A visitor to the Purism site contacted us with a question. It’s a question that we sometimes encounter when we’re with friends or at events, and so we thought we’d share the response to his query.
Q: On your website, you state:
“All other laptops use hardware chips coupled with software that can betray you. News stories have shown how these chips can surreptitiously transmit voice, networking, picture or video signals. Other chips are used to install spyware, malware or viruses.”
I know about software vulnerabilities, but I had not heard of hardware itself having built-in backdoors. Could you provide any news articles to back up this assertion?
Computerworld—a sober, technical publication—has an article outlining 17 Exploits the NSA Uses to Hack PCs, Routers and Servers for Surveillance, providing many links to original sources. It concerns their Tailored Access Operations Program (TAO) and reports from the Snowden Archive are six years old. Thus what we know of today is almost certainly worse that what’s current. And what we know now is very, very troubling.
As the computer trade magazine notes, before giving four screens of examples:
Some of the exploits are deployed remotely and others are physically installed. Those hands-on operations may occur while the product is being shipped; it could be snagged during shipping so an obscure group like an FBI black bag team can do the NSA’s domestic dirty work. There are too many exploits listed in the leak to cover in one post, but I thought you might like to know about some that target servers, routers and PCs. Please note, however, that ANT can exploit nearly every major software, hardware and firmware.
Noted computer security authority and journalist Jacob Appelbaum referenced exploits used to spy on Americans and foreigners alike – with the data-sharing agreements in place, it’s important to recognize this is fast becoming an academic distinction – by observing, “This is Turnkey Tyranny and it is here.”
Videos for the 30th Chaos Communication Congress, where Mr. Appelbaum’s two lectures (and many more covering this topic) are here.
As our blog article, “Shine A Light On It: Why Verifying Is Required, Why Only Libre Allows It” notes,
In the tech field, what a few do today, more will do tomorrow and nearly everyone will be doing next week. Even if you trust intelligence agency bureaucracies – yours or others – to not spy too much on you, your family and your friends, it’s not “just” them. It’s those that will follow that will also be able to spy on you and yours using similar techniques, for much cheaper.
Just since June ’15 alone, the OPM hacks purportedly by Chinese agents and—the irony—the Italian Hacking Team itself getting hacked proves our blog article’s concerns were, if not prescient, accurate. Smaller agencies than the NSA/GCHQ and even private parties—both who can categorically be characterized as not being particularly protective of American or even European citizens’ rights, security or well-being—are using similar exploits.
It’s code. It’s protocols. It doesn’t check first for the proper badge before running. There is no “magic golden key” allowing only The Good Guys™ from executing code.
All of this leaving aside the issue that hardware and software are becoming more conceptual categories than practical ones. Securing one or the other is no longer a guarantee of safety. You need to have both secured. And, given the complexities involved, the only reliable way to do this is to use the F/LOSSH (Free/Libre Open Source Software and Hardware) model. Since without verification, there can be no trust. Since, even though we may trust an institution or person now, we can’t have faith that five years from now, these organizations will be the same, or the people we trusted still in place.

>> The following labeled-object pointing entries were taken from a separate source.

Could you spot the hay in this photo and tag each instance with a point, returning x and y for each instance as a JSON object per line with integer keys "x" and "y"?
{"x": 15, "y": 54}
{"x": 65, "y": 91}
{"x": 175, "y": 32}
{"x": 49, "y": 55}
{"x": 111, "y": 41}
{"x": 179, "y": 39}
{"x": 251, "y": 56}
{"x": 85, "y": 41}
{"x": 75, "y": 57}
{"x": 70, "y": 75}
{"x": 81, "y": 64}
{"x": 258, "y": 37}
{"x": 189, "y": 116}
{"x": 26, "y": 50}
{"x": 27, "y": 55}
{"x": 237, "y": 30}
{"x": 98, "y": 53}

We genuinely wish we lived in a world where our caution we have for our customers was unjustified or even, hysterical. We genuinely wish there wasn’t a need for someone like Purism to develop verifiably secure, transparent ways for people to organize their thoughts then share them. The world would be a better place. We’d probably all enjoy a bit more extra sleep. But that’s not the world we’ve inherited. So instead, we’re energized at the challenges we all face. And we’re excited at the opportunity to do our small part in correcting this very unwelcome change in our digital environment.